While most large enterprises have embraced ETL development as a best practice, the reality is that custom coding is still prevalent, especially in the following areas:
- The small-to-medium business market is not using ETL tools as extensively as their larger brethren.
- Companies that have used database vendors' ETL tools (particularly older versions of these tools, such as Microsoft DTS and Oracle Warehouse Builder) may be using them just to run SQL scripts or store procedures. Although they are technically using ETL tools, in reality they are writing custom code and just using the ETL tool to run their code.
- Many BI applications need to build summary or aggregation tables (these should be data marts, but many times they are not). These reporting tables are often built using SQL scripts or stored procedures. The BI developers know SQL, feel comfortable in creating tables with it and do not feel the need to use an ETL tool.
- Business groups are using custom coding to create countless data shadow systems in large and small enterprises (defined in my April 2004 column).
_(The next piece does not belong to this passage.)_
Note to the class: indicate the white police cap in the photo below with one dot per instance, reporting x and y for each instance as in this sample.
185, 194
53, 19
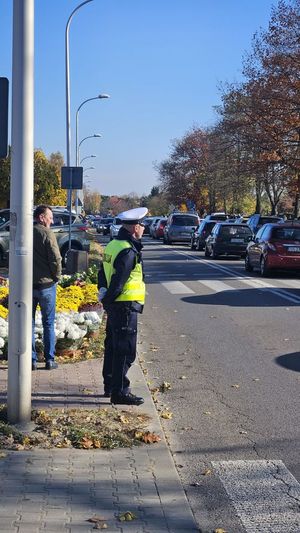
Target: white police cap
133, 216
They may have asked for a flat file extract from IT, or they used a BI tool to create their own flat file extract. They then use a combination of Microsoft Access and Microsoft Excel to perform their ETL work.
In all the cases just mentioned, I get the usual feedback. "Rick, how can it be faster to code with the ETL tool, and how can the ETL code perform as well as the code I create?" Without debating custom coding versus the merits of ETL development, let's just say that when I see a large block of custom code, I see a great opportunity for change and improvement. But custom coding is often below the radar because most just assume that everyone is using ETL tools.
In general, people tend to take an oversimplified view of data integration. By not seeing it as a process to be managed from a top-down perspective, they tend to run into problems and learn the hard way - through trial and error.